When asked what might account for the hatchery’s success, Mallet says there’s no magic bullet. “A successful hatchery has to be successful on a consistent basis. It’s really a thousand little things rather than one big thing: if you can work around almost any situation, and you pay attention to detail and make sure that your protocols are followed so that you’re able to replicate your success. I think it is really a kind of a mindset more than anything else and just this determination to figure out what’s wrong and correct it.”
From strength to strength
In 2016, the company had the opportunity to embark on a significant expansion, thanks to funding from the federal and provincial governments. “We expanded our land-based field nursery system in order to increase seed production capacity. Going back to the origin of the company, back in 1973, a coastal pond was fitted with a gate allowing control of the water exchange and volume being retained in the pond. High food levels and warmer waters sooner in the year provided the ideal spot to build the land-based nursery system and transition the small hatchery seed sooner to the field and provide more space in the hatchery.”
Another expansion will begin this summer to boost the hatchery’s capacity to 100 million seeds from the current 50 million. “We’ll have the space for next season and will probably be gradually moving up to that 100-million mark over the next three years or so. It partly depends on market demand,” he says.
More advanced heat-recovery systems will also be installed as part of the project “now that we know that it’s a worthwhile investment,” he says.
Another development in the works is a breeding program, which is partly funded by the company and a Genome Canada grant. “As an evolutionary biologist I’ve been laying the groundwork since 2013 to lead into a full-fledged breeding program. That’s been quite successful and we’re moving now into a large private and academic collaboration that will bring genomic tools to Eastern oyster breeding.”
As a hatchery operator and farmer, L’Étang Ruisseau is able to offer clients husbandry advice such as the right culture densities or how to handle their product. “Hatchery seed is a little bit different than wild seed. It’s not the same handling as wild seed. We’re basically lavishing attention and care on hatchery seed from birth and they do get into the water earlier. Since we’re spawning in the winter we get that full first season of growth therefore shortening the production cycle.”
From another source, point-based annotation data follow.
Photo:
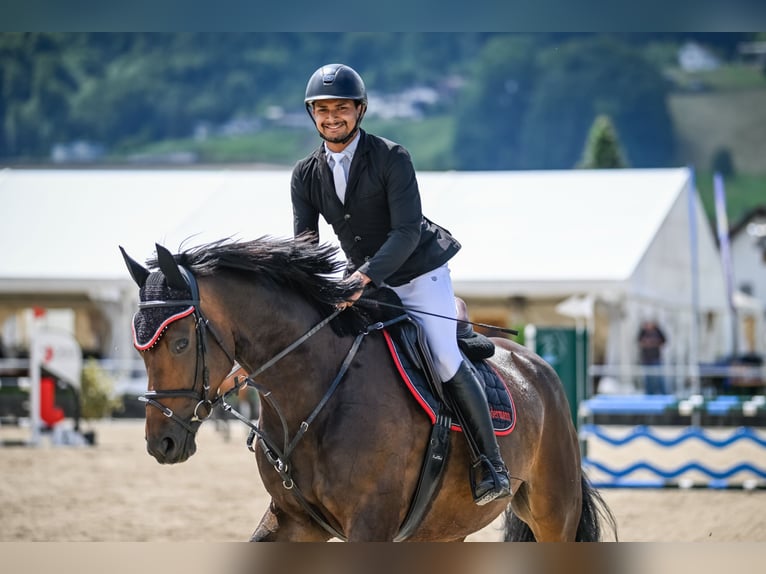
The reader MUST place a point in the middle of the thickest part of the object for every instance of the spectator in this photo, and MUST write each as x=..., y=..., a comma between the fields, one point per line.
x=650, y=341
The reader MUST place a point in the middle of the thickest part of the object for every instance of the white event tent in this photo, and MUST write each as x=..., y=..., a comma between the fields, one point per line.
x=622, y=239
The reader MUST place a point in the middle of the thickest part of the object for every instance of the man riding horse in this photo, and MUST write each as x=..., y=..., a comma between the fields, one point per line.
x=365, y=187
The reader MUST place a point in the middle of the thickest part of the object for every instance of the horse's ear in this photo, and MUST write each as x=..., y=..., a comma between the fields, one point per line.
x=170, y=269
x=137, y=271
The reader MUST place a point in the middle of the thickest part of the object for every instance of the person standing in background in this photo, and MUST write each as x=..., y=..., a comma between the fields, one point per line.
x=651, y=339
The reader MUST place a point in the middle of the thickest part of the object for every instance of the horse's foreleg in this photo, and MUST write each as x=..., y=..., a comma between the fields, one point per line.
x=277, y=526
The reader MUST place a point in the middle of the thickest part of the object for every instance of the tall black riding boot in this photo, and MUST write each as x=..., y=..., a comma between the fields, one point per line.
x=469, y=401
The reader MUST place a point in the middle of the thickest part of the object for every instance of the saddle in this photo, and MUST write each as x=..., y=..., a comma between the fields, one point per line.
x=411, y=354
x=413, y=360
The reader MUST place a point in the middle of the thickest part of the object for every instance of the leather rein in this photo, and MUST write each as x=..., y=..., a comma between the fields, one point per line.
x=278, y=457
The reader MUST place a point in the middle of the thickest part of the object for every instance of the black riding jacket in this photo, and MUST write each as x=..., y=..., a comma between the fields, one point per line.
x=381, y=228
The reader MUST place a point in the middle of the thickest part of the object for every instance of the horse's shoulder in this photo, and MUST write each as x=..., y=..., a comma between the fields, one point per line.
x=523, y=359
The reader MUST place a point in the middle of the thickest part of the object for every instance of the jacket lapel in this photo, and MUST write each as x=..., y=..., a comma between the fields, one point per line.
x=358, y=165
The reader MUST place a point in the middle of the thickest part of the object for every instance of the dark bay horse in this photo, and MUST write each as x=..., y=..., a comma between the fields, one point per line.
x=348, y=435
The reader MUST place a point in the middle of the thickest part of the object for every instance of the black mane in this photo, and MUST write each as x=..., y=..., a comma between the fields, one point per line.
x=301, y=265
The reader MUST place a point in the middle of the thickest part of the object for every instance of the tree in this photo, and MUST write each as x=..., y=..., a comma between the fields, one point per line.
x=602, y=149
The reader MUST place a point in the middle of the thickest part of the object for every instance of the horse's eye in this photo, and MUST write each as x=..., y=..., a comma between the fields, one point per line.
x=179, y=345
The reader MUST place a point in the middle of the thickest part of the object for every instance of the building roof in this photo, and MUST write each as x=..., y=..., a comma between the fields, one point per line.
x=531, y=228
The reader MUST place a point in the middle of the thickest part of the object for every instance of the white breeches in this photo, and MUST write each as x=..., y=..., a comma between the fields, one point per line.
x=432, y=292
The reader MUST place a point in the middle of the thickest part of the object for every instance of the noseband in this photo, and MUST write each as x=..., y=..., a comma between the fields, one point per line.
x=201, y=327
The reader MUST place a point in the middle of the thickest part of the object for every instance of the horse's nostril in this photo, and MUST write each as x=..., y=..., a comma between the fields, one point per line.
x=167, y=446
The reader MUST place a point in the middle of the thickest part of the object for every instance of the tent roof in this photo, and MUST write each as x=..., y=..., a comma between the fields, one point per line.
x=537, y=227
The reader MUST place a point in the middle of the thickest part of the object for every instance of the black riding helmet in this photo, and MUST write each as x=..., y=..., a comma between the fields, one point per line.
x=336, y=81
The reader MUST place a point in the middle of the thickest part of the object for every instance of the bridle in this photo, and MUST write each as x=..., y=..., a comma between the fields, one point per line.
x=202, y=327
x=278, y=457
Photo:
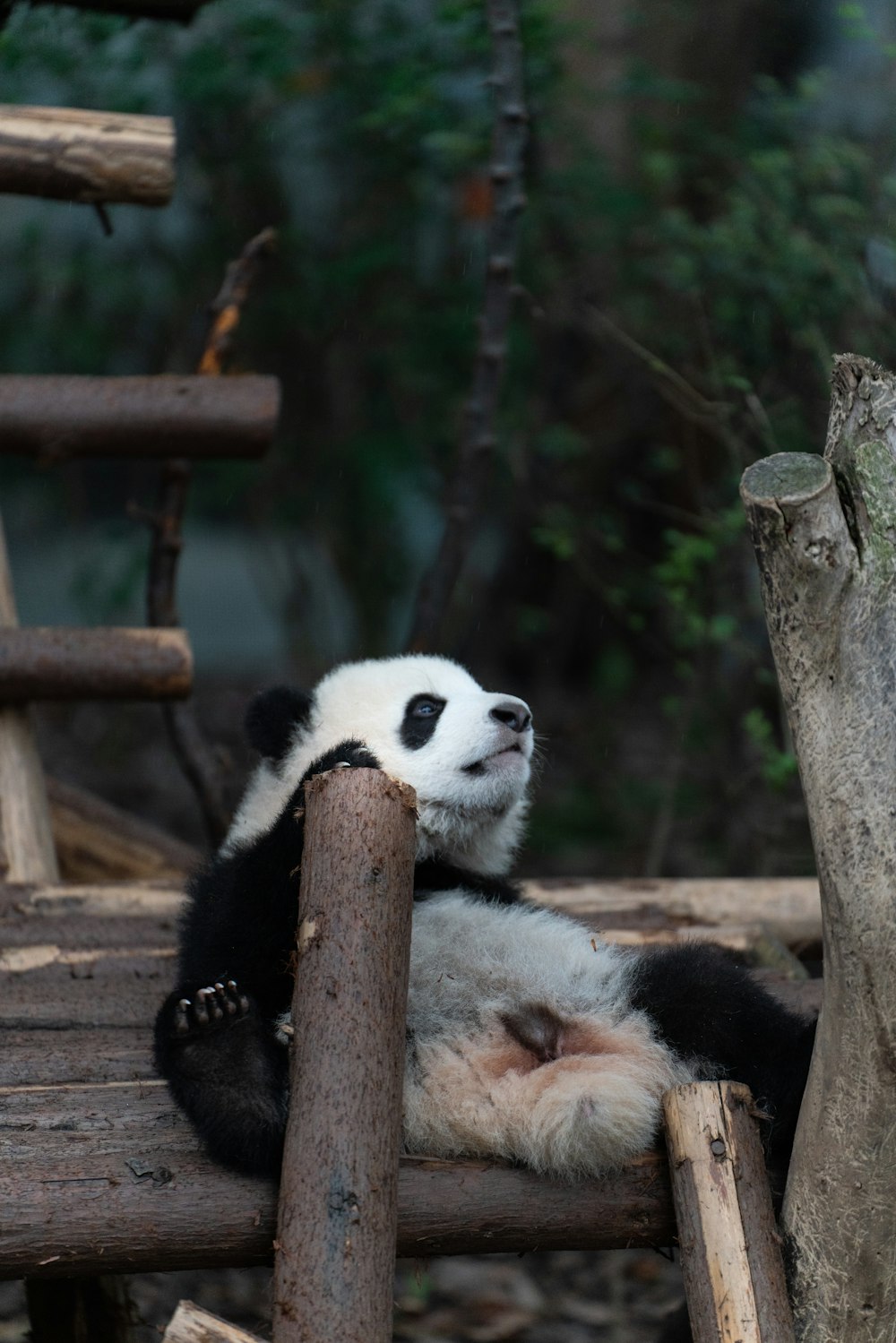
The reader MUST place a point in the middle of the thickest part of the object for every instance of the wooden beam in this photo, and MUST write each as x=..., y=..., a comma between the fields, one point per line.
x=729, y=1251
x=790, y=907
x=335, y=1267
x=89, y=158
x=26, y=836
x=94, y=664
x=112, y=1179
x=59, y=417
x=823, y=528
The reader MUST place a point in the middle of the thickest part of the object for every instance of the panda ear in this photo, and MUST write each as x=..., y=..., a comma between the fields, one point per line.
x=271, y=719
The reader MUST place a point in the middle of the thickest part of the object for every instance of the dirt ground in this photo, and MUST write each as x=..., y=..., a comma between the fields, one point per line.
x=568, y=1296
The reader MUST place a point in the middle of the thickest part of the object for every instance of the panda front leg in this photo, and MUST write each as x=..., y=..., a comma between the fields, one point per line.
x=228, y=1072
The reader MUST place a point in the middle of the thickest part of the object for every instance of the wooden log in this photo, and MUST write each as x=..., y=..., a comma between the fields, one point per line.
x=86, y=664
x=26, y=836
x=790, y=907
x=729, y=1251
x=110, y=1178
x=97, y=841
x=826, y=552
x=191, y=1324
x=335, y=1268
x=86, y=156
x=167, y=415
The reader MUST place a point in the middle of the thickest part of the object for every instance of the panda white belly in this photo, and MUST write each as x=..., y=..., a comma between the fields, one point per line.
x=522, y=1044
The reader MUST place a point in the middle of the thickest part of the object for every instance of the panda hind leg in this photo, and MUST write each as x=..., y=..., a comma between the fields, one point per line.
x=226, y=1069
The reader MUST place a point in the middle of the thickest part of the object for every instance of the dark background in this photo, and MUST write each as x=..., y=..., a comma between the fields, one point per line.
x=716, y=180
Over the past five years, the industry has become more professional, Mallet observes. “Growers are less willing to take a chance on having a variable seed set. They want the ability to buy seed at a predictable cost. That does increase the demand for hatchery seed. We’ve seen a steady increase in the demand in the last five years.”
In his estimation, the hatchery accounts for roughly 90 percent of the hatchery business in New Brunswick. “On a world scale, we’re tiny, but our industry is tiny,” he says.
The industry is growing, however. New Brunswick’s new shellfish aquaculture development strategy aims to grow the industry by 10 percent annually, which means 30 million oysters, $12 million in farm gate sales, and $6.4 million in exports by the end of 2021. Latest sales figures available show the industry sold 23 million units in 2016 at farm gate value of $9.1 million.
“I think that the growth is going to end up being quite a bit higher than the target,” he says. “I think the industry will exceed those expectations. Maybe rather than producing 30 million pieces per year by 2021, I wouldn’t be surprised if we would end up closer to 35 million.”